Object Detection from Reference Images

This was exploratory research done at Diamond Age Technology. The goal of the project was to develop a method to detect objects, using a few “reference” images of the same (or similar) objects. The application is an augmented reality tool to assist a person in performing a task. The idea is that a subject matter expert annotates an example object with subpart labels and instructions, and then another user can see these labels mapped to the particular object they are looking at.

To do this I used the RoMa (Robust Matching) library to find robust features in the query and reference images. RoMa uses a transformer-based decoder to find matching pixel pairs, even when they differ significantly in viewpoint, illumination, or scale. It uses pre-trained features from the DINOv2 foundation model, that work across a wide variety of object types.

I match each reference image against the query image and pick the reference image with the highest number of consistent matches, meaning feature pairs that have each other as their best match. Once I have the “warp” (or flow) field between the images, I can map the annotations from the reference image to the query image.

Image Examples

The images below show examples of matching a reference image of an object to a query image of a different instance of the object. Each example shows the mapping of annotations from the reference image to the query image, and also the locations of the matching features.

Brake Assembly Example



Gate Valve Example

Video Examples

The videos below show the detection of an object using images from a hand-held phone camera. As shown in the guide in the adjacent figure, the inset image in the upper left of each video frame shows which reference image was matched.

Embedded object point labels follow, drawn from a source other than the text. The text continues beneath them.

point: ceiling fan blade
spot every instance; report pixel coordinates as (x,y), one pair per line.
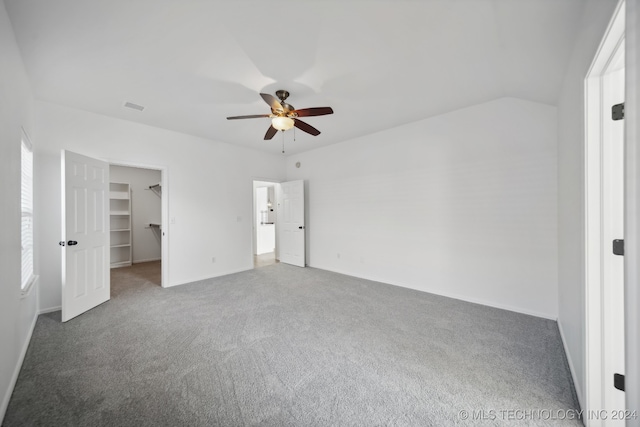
(270,133)
(317,111)
(306,127)
(253,116)
(272,101)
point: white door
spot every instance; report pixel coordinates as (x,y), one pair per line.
(291,224)
(613,228)
(85,234)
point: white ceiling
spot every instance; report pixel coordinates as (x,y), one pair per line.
(378,63)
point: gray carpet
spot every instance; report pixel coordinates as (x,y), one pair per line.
(285,346)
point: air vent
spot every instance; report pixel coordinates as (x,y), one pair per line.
(133,106)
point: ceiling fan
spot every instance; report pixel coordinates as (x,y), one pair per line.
(284,116)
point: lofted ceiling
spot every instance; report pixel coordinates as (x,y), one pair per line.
(378,63)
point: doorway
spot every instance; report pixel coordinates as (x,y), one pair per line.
(151,184)
(135,227)
(604,223)
(264,224)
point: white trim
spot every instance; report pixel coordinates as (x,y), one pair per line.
(16,371)
(146,260)
(593,182)
(26,291)
(50,310)
(479,301)
(571,366)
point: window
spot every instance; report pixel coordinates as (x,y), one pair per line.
(26,190)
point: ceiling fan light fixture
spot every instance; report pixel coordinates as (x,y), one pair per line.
(282,123)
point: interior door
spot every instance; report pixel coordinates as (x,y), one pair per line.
(85,234)
(291,226)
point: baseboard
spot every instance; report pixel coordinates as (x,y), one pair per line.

The inset image in the upper right of each video frame shows the matching features.

Legend for object detection videos below.


Fire Hose Valve

In this example, the reference object is a fire hose valve on one floor of a building, and the query object is an identical fire hose valve on another floor.


In this example the type of the query object is the same as the type of the reference object.

Fire Hydrant - Example 1

Fire Hydrant - Example 2

In this example the query object is different than the type of the reference object.